Wilkes University senior Luke Modrovsky’s life-long love of sports is leading to a career. The communication studies and sports management dual major’s eight years of officiating at sports events has given him the upper-hand. It’s also helped him win an internship with the Pennsylvania Interscholastic Athletic Association (PIAA).
Modrovsky started officiating games at 13, umpiring Little League baseball in his hometown of Mountain Top, Pa. Following in his dad’s footsteps, who also is a PIAA-certified basketball official, Modrovsky added softball, volleyball, football, baseball and volleyball to his repertoire. As a five-sport PIAA official, he’s the youngest in most of his chapters.
PIAA is a non-profit, governing body for almost all public junior high/middle and senior high schools, some charter and private junior high/middle schools, and many charter and private senior high schools in the Commonwealth of Pennsylvania. Its main function is to develop and enforce rules regulating interscholastic athletic competition.
In his internship, he is working to figure out an important issue: Why is there a shortage of officials? Modrovsky will be working closely with the START Program (Students of Today are Referees of Tomorrow), which provides classes to help people pass the PIAA tests to become certified.
“You still get to be a part of the game and really give back to student athletes.”

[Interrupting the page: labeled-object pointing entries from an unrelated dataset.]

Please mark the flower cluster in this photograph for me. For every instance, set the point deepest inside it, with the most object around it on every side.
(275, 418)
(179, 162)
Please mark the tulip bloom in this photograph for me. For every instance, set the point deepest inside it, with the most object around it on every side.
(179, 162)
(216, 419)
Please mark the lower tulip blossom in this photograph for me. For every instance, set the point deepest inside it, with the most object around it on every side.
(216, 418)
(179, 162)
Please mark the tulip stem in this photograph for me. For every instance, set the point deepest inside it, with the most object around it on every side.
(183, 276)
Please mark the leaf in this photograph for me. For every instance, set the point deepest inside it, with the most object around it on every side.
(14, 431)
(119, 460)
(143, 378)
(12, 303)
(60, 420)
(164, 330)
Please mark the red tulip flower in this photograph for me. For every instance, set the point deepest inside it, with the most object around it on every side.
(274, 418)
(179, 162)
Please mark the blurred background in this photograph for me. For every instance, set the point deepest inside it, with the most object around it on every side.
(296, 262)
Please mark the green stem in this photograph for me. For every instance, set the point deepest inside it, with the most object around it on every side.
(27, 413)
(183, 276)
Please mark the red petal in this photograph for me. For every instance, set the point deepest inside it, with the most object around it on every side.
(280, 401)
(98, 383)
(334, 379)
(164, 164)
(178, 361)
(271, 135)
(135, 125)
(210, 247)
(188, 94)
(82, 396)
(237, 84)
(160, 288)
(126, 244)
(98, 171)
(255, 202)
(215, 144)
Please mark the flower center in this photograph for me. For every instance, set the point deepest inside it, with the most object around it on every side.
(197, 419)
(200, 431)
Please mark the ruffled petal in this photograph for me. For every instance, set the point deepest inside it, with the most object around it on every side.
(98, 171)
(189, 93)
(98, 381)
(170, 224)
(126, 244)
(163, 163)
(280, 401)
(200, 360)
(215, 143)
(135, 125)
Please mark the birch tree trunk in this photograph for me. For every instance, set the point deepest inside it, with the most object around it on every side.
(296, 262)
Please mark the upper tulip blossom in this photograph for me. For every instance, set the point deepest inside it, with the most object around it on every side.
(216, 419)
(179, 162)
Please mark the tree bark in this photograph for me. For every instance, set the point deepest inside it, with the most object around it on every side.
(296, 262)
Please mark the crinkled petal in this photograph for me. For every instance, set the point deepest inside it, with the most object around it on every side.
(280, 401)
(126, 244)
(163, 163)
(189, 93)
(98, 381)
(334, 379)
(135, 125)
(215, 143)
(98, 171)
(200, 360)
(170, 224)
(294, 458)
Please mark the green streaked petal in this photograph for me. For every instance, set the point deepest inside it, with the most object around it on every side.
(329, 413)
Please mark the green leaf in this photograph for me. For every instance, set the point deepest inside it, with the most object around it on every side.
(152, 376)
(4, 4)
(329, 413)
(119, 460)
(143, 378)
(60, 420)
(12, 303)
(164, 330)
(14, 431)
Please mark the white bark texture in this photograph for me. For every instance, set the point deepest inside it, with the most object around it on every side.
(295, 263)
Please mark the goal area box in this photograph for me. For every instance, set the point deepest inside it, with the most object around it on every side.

He’s also diving into the world of business and sports law, learning about the inner workings of PIAA. Learning the difference between student athlete and professional is a huge part of being a sports administrator, something Modrovsky is learning about through his sports management courses. What he’s finding, regardless of the path he takes, is that he needs to understand it all. “Even if you’re an athletic director you still need to know the legal ramification of things,” he says, citing an example of the Health Insurance Portability and Accountability Act, also known as HIPAA, which ensures individuals’ medical information is kept confidential. “If the media comes to you and says, ‘hey will this player play tonight’ or ‘what’s the injury’ you have to be careful with what you say because you could break the law,” he explains.
Modrovsky was a high school athlete himself playing baseball, basketball, golf, wrestling, track and field and tennis. Now as an official, he says, “You still get to be a part of the game and really give back to student athletes.”

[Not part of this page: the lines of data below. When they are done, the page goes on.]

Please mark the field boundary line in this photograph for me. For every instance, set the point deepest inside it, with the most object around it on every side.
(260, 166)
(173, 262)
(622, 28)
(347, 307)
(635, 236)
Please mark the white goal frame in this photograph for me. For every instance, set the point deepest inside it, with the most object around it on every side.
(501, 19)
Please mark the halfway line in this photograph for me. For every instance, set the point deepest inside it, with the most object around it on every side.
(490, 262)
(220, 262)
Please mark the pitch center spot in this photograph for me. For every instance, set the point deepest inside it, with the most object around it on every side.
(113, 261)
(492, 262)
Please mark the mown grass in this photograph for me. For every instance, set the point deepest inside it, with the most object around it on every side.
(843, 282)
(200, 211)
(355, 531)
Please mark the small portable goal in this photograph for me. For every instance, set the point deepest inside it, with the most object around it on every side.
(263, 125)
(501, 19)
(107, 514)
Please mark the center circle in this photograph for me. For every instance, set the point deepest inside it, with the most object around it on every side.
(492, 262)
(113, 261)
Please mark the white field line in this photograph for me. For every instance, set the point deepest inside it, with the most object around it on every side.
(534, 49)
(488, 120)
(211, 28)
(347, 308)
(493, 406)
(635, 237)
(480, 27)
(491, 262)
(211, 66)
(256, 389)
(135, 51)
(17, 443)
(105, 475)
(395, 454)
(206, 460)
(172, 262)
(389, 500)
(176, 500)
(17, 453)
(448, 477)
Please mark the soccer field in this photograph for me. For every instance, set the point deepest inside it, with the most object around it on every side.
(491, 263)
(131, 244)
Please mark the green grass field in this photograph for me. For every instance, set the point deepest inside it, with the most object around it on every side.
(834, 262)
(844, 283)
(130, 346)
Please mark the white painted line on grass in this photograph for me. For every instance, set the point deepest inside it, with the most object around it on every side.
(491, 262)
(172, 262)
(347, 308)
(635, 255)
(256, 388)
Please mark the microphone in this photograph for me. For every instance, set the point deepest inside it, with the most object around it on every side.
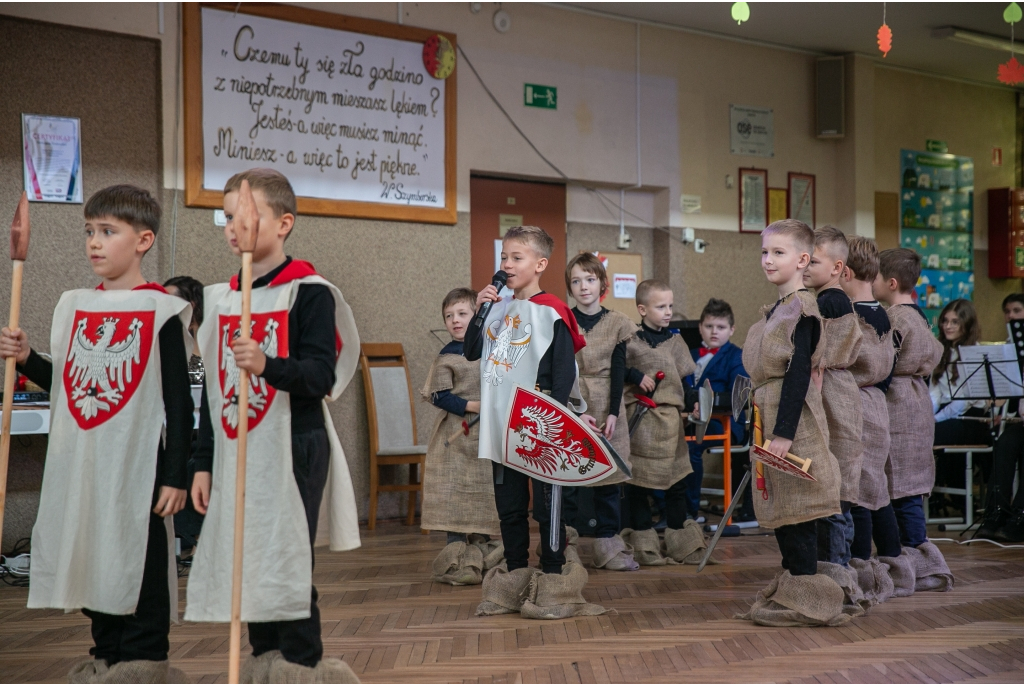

Giving back to the community has been a big priority for Modrovsky, who serves as the organizer of Crestwood Hoops for Hope. Hoops for Hope is a charity basketball mini-tournament which raises funds for the American Cancer Society. The cause has a personal significance for Modrovsky who was diagnosed with retinoblastoma, a form of eye cancer, at eight weeks old. The game in March was the 10th year for the event.
With all his experience, he’s positioned to score a career. “Now that I have this experience as an athlete in six different sports; that’s great when it comes to being at an administrative level.” It was a definite advantage as his knowledge was put to the test during his first week as an intern at the PIAA Team Tennis Championships in Hershey, Pa.
Modrovsky’s up for the challenge, combining his classroom skills in sports management with his communication studies courses. “Officiating is what I love and the reason why I picked up the communication studies major was to become a better a better communicator,” he says. “When someone’s screaming at you, at a play that you might have just missed, you need to find a way to talk.” Modrovsky added that the sports world is changing too, and communications is helping him keep up. “Broadcast is providing the game from the perspective of an official. So if they have a play under review, the rules guru will come in and say, ‘here’s what we have here. ’ ”
To ensure he’s learning all he can, Modrovsky has taken on numerous leadership roles at the University, serving as the editor-in-chief of the campus newspaper, The Beacon. He’s also the director of the TV studio, Wilkes Now! Tying in his love of sports, he serves as the sports director of the campus radio station, 90.7 WCLH and serves as the Sports Management Club president. In addition to his sports, experience, Modrovsky recently worked with Etruscan Press author Aaron Poochigian to produce an audiobook for audible.com. He says the experience helped him learn more technical skills that he can carry into whatever field he selects.
With his future goals set for becoming a professional league or Division I official, his ultimate goal is to become the coordinator of officials. Modrovsky already is doing the job by coordinating for seven different leagues at the youth level—experience that he hopes is setting him up for a slam dunk in achieving that goal.